William H. Hay II Professor of Philosophy, the Evjue-Bascom Professor in Humanities, Philosophy; Weinstein-Bascom Professor of Jewish Studies, UW-Madison

 

 

Steven Nadler is the William H. Hay II Professor of Philosophy, the Evjue-Bascom Professor in Humanities, and the Weinstein-Bascom Professor of Jewish Studies, as well as affiliate professor in the Department of Art History, at the University of Wisconsin-Madison, where he has been teaching since 1988.  He has been a Senior Fellow at the IRH (2013-2017), and twice a Resident Fellow. He was the founding director of the Center for the Humanities and has served as director of the Mosse-Weinstein Center for Jewish Studies and chair of the Department of Philosophy.  He has held visiting appointments at Stanford University, the University of Chicago, the University of Amsterdam, the École Pratique des Hautes Études en Sciences Sociales (Paris), and the École Normal Supérieure (Paris).

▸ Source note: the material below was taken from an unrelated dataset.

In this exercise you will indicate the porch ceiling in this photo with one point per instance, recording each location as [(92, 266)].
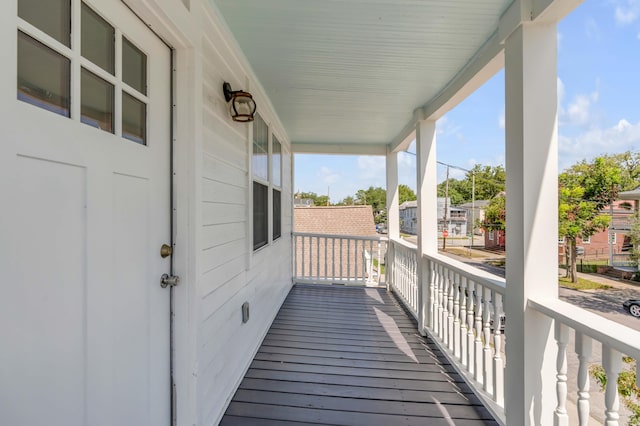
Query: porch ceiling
[(354, 71)]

His main area of research is early modern philosophy, especially the seventeenth century. A Pulitzer Prize finalist, his books include Menasseh ben Israel: Rabbi of Amsterdam (Yale University Press, “Jewish Lives” series, 2018); The Philosopher, the Priest, and the Painter: A Portrait of Descartes (Princeton University Press, 2013); A Book Forged in Hell: Spinoza’s Scandalous Treatise and the Birth of the Secular Age (Princeton University Press, 2011); Occasionalism: Causation Among the Cartesians (Oxford University Press, 2010); The Best of All Possible Worlds: A Story of Philosophers, God, and Evil (Farrar, Straus and Giroux, 2008; pb Princeton University Press, 2010); Spinoza’s Ethics: An Introduction (Cambridge University Press, 2006); Rembrandt’s Jews (University of Chicago Press, 2003); Spinoza’s Heresy: Immortality and the Jewish Mind (Oxford University Press, 2002); Spinoza: A Life (Cambridge University Press, 1999; second edition, 2018); Malebranche and Ideas (Oxford University Press, 1992); and Arnauld and the Cartesian Philosophy of Ideas (Princeton University Press, 1989). With Ben Nadler, he also produced the graphic book Heretics!: The Wondrous (and Dangerous) Beginnings of Modern Philosophy (Princeton, 2017).  From 1995-2000, he was the North American editor of the Archiv für Geschichte der Philosophie; and from 2009-2015 the editor of the Journal of the History of Philosophy.